2008年02月13日 | 平城遷都1300年祭
昨日(2/12)、いよいよ平城遷都1300年祭の「実施基本計画(案)」が発表された。実施基本計画は過去にも発表されたことがあるが、今回のものは荒井知事に交代し、事業が見直されたことに伴う「修正計画」だ。奇しくも「同時進行…」シリーズ10回目で全体計画を紹介するめぐり合わせとなった。

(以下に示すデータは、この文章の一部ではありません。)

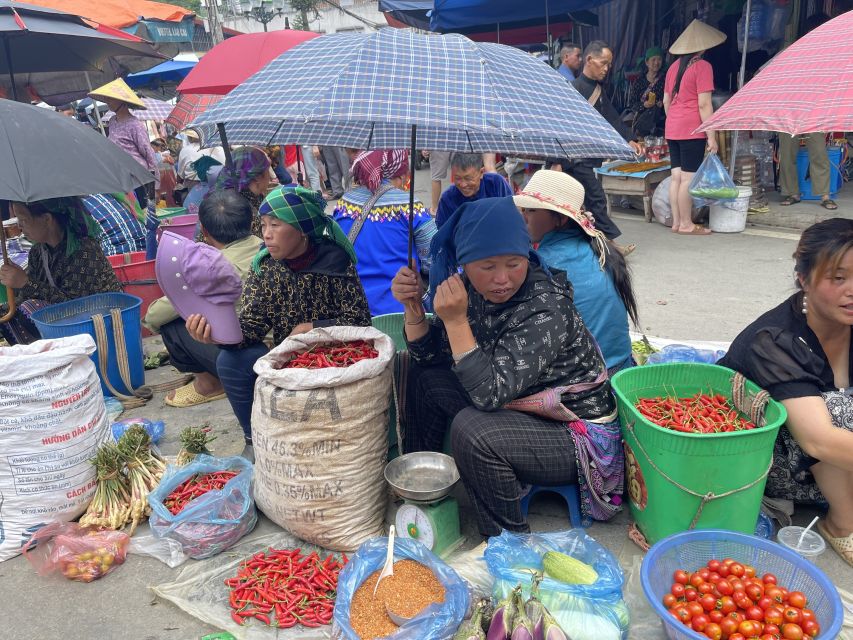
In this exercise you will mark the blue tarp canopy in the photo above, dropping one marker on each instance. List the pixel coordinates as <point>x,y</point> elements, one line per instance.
<point>169,71</point>
<point>456,15</point>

柿本前知事時代には協会事業規模は350億円(うち200億円は民間寄付と入場料収入)で計画されていたが、現在は100億円(20億円は民間、80億円は県と奈良市が出捐)と下方修正されている。また名称も、これまでの「平城遷都1300年記念事業」が「…祭」に変更され、やっと呼びやすくなった。ざっと概要を紹介すると、

1.会期…平成22(2010)年 1月1日から12月31日
2.会場…平城宮跡(主会場)、奈良県内、関西等の各地
3.構成…平城宮跡事業、県内各地事業、関連広域事業、事前展開事業の4つ
4.参加者見込み…平城宮跡事業 約200~250万人(記念イベント全体 約1,200~1,300万人)

協会ホームページには《具体的な事業展開としては、平城宮跡の国営公園化と相まって、恒久・継続、全県・広域型に見直し、平城宮跡では、2010年秋の「平城遷都1300年記念祝典」開催のほか、基本的に無料・開放型で、往時の再現された施設活用を中心に、歴史文化を実体験できる展示や催事等を計画します。県内各地では、2010年の1年間を通して、国宝など“本物の魅力”に親しめる周遊型イベント等の展開を図ります。さらに、これらの事業に関連して、県内外の各地において、コンベンション、フォーラム、古京ゆかりの各地等との連携イベントなどの取り組みを進めます》とある。目玉は宮跡のパビリオン「平城京歴史館」で、平城京の造営や暮らしを映像や模型で学ぶという。
http://www.1300.jp/gaiyou/080212kgaiyo.html

新計画の詳細は上記ホームページをご参照いただきたいが、今朝(2/13)の奈良新聞の見出しを追うと《堅実型へ見直し 仮設施設は最低限に 大極殿活用も視野》《継続・全県型に期待の声》《早期具体化望む》《PR積極的に/交通手段は?/周辺地域と連携》、知事会見のタイトルは《主会場は無料/後に残る祭りごとに/赤字出さない》。これだけでも、全体の雰囲気を感じ取っていただけるだろう。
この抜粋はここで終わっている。